Girls with Sharp Sticks

Page 57

“I don’t know,” he whispers. “They’re powerful. I don’t know.”

“Then that’s what you need to find out,” I say. “You have to . . .”

But the words fall away as my eyes drift past him to the other side of the alley. To the building set back, just out of view of the street. My chest tightens, and I push past Jackson to get a better look.

It’s a diner with flashing red sign. It’s the diner from my nightmare. Only I realize now, it wasn’t a dream at all. It was a memory.

 

 

23


The sign flashes RED’S DINER. I’m beside myself, not sure I can trust my eyes. I start that way, and Jackson catches up with me, asking what I’m doing. He keeps looking back at the theater, probably hoping that I’m running away with him. But instead, I walk up the stairs and enter the restaurant, a bell jingling on the door.

I look around, knowing what I’ll see before I do. The vinyl booths with chevron pattern, the checkered floor. And there’s the table from my dream, sitting empty. I walk over and slide into the seat, just like I’m sliding into the memory.

I sat in the booth next to the window with a bowl in front of me. The air reeked of grease—bacon, sausage, ham. Meat. The table was sticky with syrup. I had a bowl of oatmeal, unsweetened. I stirred my spoon slowly, lonely. Scared.

I missed my girls. I wanted to be with them.

“Can I help you?” a waitress asks Jackson. He seems unsure and asks for two waters. I hear him, almost faraway. He’s not in this memory with me. The scene plays across my vision.

I looked across the table and there was a man. He was older, and his sweat glistened in the fluorescent light. His fingers gripped a breakfast sausage as he shoved it into his mouth. He had no manners. He was indulgent. Crude.

At graduation, when Anton sat me down and told me I’d have to live with this man, I cried so hard that I threw up. He gave me a vitamin and told me tomorrow would be better. And then he gave me to Mr. Pickett—my sponsor. The man who had attended all of my open houses and paid my tuition.

It had only been a car ride, but I already knew that I was terrified of Mr. Pickett. Terrified.

“Don’t worry,” he said from across the table. “We’ll be home soon.”

Thunder boomed outside, making me jump. Rain poured down. I hated the rain. I hated this man.

“I’ve had other girls before, you know,” he said, slurping his coffee. “Too stupid. They said you had spirit. I paid extra for it.”

The waitress sets down two glasses of water and asks me what I’d like to eat. Jackson impatiently asks her to give us a few more moments. I feel tears slide down my cheeks. I’m shaking.

I was shaking. This man intended to hurt me—I knew that. Even a vitamin couldn’t erase that.
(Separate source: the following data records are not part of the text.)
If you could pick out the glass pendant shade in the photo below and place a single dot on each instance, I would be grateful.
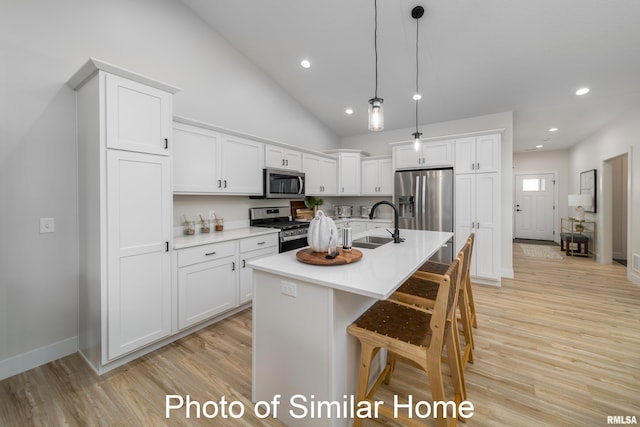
(376, 114)
(416, 141)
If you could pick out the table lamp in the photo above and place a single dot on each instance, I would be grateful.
(579, 201)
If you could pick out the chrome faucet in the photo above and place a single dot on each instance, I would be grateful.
(396, 231)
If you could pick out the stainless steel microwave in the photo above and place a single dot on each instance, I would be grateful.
(281, 184)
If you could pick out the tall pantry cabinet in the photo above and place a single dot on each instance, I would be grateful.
(125, 206)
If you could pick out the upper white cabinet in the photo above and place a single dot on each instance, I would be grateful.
(377, 177)
(429, 154)
(124, 211)
(209, 162)
(138, 117)
(321, 175)
(282, 158)
(349, 174)
(478, 154)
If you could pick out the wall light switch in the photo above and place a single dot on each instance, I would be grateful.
(47, 225)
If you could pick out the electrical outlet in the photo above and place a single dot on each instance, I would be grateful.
(288, 288)
(47, 225)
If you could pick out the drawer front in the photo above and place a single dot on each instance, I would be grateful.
(204, 253)
(258, 242)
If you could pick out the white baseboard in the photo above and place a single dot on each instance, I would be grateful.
(39, 356)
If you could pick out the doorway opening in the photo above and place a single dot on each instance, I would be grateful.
(615, 191)
(535, 202)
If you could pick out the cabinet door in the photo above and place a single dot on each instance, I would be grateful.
(405, 157)
(329, 176)
(349, 174)
(465, 155)
(293, 160)
(138, 117)
(241, 164)
(370, 177)
(488, 153)
(195, 151)
(139, 231)
(246, 272)
(487, 252)
(205, 290)
(385, 186)
(465, 206)
(439, 153)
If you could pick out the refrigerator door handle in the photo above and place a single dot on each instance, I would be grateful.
(423, 214)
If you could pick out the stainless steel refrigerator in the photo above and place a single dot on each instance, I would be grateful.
(425, 202)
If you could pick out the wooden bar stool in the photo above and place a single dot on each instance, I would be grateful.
(440, 268)
(421, 290)
(413, 334)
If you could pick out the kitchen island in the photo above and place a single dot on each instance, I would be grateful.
(302, 354)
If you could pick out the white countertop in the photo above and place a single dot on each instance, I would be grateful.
(181, 242)
(377, 274)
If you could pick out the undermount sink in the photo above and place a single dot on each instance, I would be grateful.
(371, 242)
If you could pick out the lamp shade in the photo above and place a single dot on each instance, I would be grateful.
(583, 200)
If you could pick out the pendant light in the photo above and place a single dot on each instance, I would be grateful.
(417, 13)
(376, 111)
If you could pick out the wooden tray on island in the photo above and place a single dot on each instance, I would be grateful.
(318, 258)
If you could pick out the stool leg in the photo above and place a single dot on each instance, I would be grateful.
(367, 352)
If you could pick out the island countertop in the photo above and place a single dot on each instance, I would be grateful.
(377, 274)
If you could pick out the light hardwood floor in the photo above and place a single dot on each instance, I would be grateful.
(557, 346)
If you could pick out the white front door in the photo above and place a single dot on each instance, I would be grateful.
(534, 206)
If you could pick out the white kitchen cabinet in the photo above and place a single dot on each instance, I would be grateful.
(139, 263)
(251, 249)
(282, 158)
(429, 154)
(241, 165)
(207, 282)
(377, 177)
(478, 210)
(195, 155)
(321, 175)
(349, 174)
(208, 162)
(478, 154)
(124, 212)
(138, 116)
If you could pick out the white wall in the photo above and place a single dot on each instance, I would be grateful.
(620, 137)
(556, 161)
(377, 143)
(41, 45)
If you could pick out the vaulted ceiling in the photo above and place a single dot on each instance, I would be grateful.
(476, 58)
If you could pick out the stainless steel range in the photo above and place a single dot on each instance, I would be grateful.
(293, 234)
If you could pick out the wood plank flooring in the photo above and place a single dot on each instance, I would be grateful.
(557, 346)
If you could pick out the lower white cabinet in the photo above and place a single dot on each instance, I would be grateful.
(215, 278)
(251, 249)
(207, 282)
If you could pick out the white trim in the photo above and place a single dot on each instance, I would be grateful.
(39, 356)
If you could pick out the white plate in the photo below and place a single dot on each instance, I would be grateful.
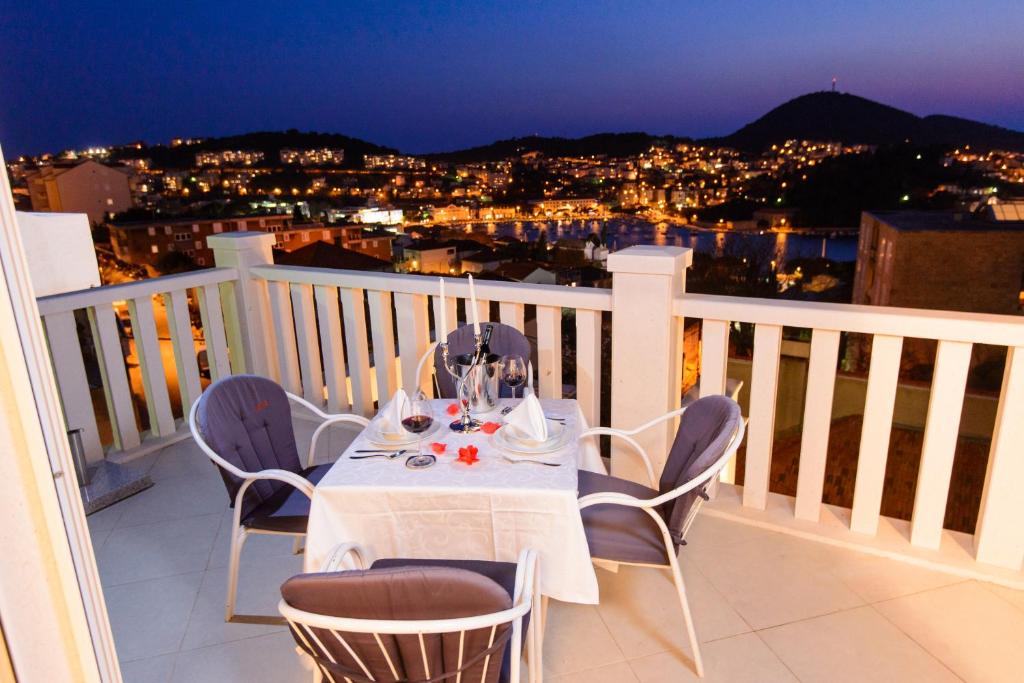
(505, 440)
(375, 435)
Couldn’t make me compliant enough. I wanted my girls. I wanted my girls.

“Hey, sweetheart,” the man said to the waitress. “Give me a refill.”

“I’m not your sweetheart,” she said, annoyed, and hastily filled his cup. As she walked away, he stared at her backside before turning to me.

“Stuck-up bitch,” he said so she could overhear him. “And look at you,” he told me. “You’re prettier than her. But you know better than to talk back, right?” He smiled at me and reached over to touch my hand.

I jerked back, hating his touch.

I jerk back, knocking over the glass of ice water, splashing it over the side of the table. Jackson tells me it’s okay, that I should stop crying. That he’s here.

I couldn’t stay another moment with Mr. Pickett. I wouldn’t. I didn’t care if they permanently dismissed me. I didn’t care about anything but getting back to my girls to protect them. We needed each other.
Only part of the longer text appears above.